Clickhole Roasts Tronc Chief Justin Dearborn After Daily News Firings

“[Michael Ferro] had to leave our company because people found out about the bad sex stuff he does to women,” reads the piece

Comedy writers gave Tronc chief Justin Dearborn the satirical ClickHole treatment on Friday, publishing a faux first person explanation of his company’s decision to slash editorial staff at the Daily News.

“In today’s increasingly difficult media landscape, there aren’t always easy solutions to the challenges publishers face,” wrote the website, impersonating the media executive.

“While I certainly don’t relish the task of gutting newspaper payrolls, the unfortunate reality is that sometimes it’s necessary to take such actions so that I can have slightly more money than I already have,” it added.

The basic tongue-in-cheek premise of the piece focused on the decision to slash the New York tabloid staff, despite the recent highly public enrichment of Tronc’s senior executives — including Michael Ferro, a former company grandee who exited under a sexual misconduct cloud with a $15 million golden parachute.

“[Michael Ferro] had to leave our company because people found out about the bad sex stuff he does to women,” read the piece. “By making the difficult decision to lay off dozens of Daily News employees, Tronc was able to give Michael a going-away present of $15 million, which was an essential course of action for our business because that’s an awesome amount of money to have.”

A joke but — like all jokes — not totally disconnected from real life.
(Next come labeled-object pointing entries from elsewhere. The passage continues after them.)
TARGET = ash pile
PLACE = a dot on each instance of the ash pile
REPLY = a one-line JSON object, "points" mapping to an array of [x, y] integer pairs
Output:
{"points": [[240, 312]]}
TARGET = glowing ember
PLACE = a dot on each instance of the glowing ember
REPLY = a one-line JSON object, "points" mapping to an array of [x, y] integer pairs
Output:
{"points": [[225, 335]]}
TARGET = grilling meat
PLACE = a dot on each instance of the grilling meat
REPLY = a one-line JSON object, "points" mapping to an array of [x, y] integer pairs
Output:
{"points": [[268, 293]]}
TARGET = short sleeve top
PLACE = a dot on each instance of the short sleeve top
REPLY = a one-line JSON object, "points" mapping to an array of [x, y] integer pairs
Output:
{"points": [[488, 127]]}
Ferro’s $15 million payout from the company upon his departure was so big that it pushed Tronc into the red for the first quarters of this year, NPR’s David Folkenflik reported.
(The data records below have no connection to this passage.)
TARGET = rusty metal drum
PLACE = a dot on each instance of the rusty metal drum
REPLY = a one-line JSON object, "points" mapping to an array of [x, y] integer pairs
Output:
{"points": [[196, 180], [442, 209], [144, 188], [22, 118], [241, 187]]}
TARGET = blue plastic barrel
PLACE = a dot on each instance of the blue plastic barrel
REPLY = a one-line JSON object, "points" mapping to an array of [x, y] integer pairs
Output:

On Monday, Tronc faced a storm of public criticism after it laid off dozens of reporters and editors, as well as editor-in-chief Jim Rich. In a company-wide explanation of the move, Rich’s replacement Robert York and Tronc exec Grant Whitmore said the cuts had been made without a clear plan in place for how to move forward.

“We may have a rocky road ahead of us,” the ClickHole piece concludes. “But from where I’m sitting, the future of journalism in America looks very bright.”